Champions II
- Cover art by Stan Woch
- Designers: Bruce Harlick
- Illustrators: Stan Woch; Mark Williams;
- Publishers: Hero Games
- Publication: 1982
- Genres: Superhero

= Champions II =

Role-playing game supplement

Champions II is a supplement published by Hero Games in 1982 for the superhero role-playing game Champions.

==Contents==
Champions II, the first rules supplement for Champions, presents new superhero skills and powers for characters, as well as innovations on the combat system for the game. It also provides guidelines on how to design headquarters and vehicles. Short pieces describe topics such as ordinary people, non-player characters, experience points, superheroes and the law, money, and a piece called "Campaigning Champions" by Aaron Allston.

==Publication history==
Hero Games published the superhero role-playing game Champions in 1981. The following year, they published the game's first supplement, Champions II, written by Bruce Harlick, with cover art by Stan Woch and interior art by Mark Williams. This would be followed by Champions III in 1984.

==Reception==
In The Space Gamer No. 62, Allen Varney commented that "there's much here of interest, lasting or not. The record sheets alone go a long way toward justifying the price." Varney concluded, "Champions II is definitely worth having, if not quite indispensable."

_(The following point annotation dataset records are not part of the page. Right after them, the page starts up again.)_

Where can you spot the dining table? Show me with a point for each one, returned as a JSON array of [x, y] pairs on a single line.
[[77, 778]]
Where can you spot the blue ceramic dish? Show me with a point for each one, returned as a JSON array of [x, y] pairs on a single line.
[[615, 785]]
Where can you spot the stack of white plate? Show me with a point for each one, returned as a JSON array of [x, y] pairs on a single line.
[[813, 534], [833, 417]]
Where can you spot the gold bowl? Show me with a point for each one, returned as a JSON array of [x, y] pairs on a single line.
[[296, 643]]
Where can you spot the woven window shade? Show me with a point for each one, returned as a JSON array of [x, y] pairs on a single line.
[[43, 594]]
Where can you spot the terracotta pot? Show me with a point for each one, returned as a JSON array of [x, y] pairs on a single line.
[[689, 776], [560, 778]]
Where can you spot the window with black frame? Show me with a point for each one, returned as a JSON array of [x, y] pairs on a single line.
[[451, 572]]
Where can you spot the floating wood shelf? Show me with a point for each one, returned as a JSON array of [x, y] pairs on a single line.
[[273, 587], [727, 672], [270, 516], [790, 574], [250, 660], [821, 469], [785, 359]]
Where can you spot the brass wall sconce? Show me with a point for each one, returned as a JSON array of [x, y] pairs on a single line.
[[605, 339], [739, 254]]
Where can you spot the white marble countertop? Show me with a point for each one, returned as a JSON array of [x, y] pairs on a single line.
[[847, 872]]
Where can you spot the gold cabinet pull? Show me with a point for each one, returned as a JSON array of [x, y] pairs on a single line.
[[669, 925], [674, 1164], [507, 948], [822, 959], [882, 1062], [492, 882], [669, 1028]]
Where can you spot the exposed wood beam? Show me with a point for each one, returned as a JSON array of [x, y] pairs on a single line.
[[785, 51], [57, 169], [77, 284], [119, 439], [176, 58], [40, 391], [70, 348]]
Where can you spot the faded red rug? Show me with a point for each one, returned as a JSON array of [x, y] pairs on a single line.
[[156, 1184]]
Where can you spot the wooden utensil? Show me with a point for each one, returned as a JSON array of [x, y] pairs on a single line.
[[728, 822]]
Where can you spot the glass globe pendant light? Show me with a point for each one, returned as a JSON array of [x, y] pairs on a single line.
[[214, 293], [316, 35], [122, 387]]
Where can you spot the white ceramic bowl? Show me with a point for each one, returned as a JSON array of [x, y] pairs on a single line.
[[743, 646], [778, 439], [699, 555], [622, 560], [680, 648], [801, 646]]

In Issue 30 of Different Worlds, Russell Grant Collins stated, "Everything introduced in this supplement is billed as optional. If you are satisfied with the Champions that you are already playing, there is not a great deal of reason to buy this book. If, however, even a couple of the areas mentioned above interest you, I think that you will find a lot of value in this product."

In Issue 33 of Abyss, Lew Bryson called the contents "mostly good", especially the vehicle construction segment. He also noted "Especially appreciated are the new skills and powers, which included some which are absolutely necessary." Bryson concluded, "This one is worth the price."

In the British RPG magazine Imagine, Pete Tamlyn commented, "Champions players [...] will probably be interested in useful new rule systems. Champions II is quite good in this respect, covering a lot of stuff that doubtless got squeezed out of the initial book by all the character design material. Designing your own hideouts and vehicles is covered, as are character income, encounter charts and legal implications of superheroing."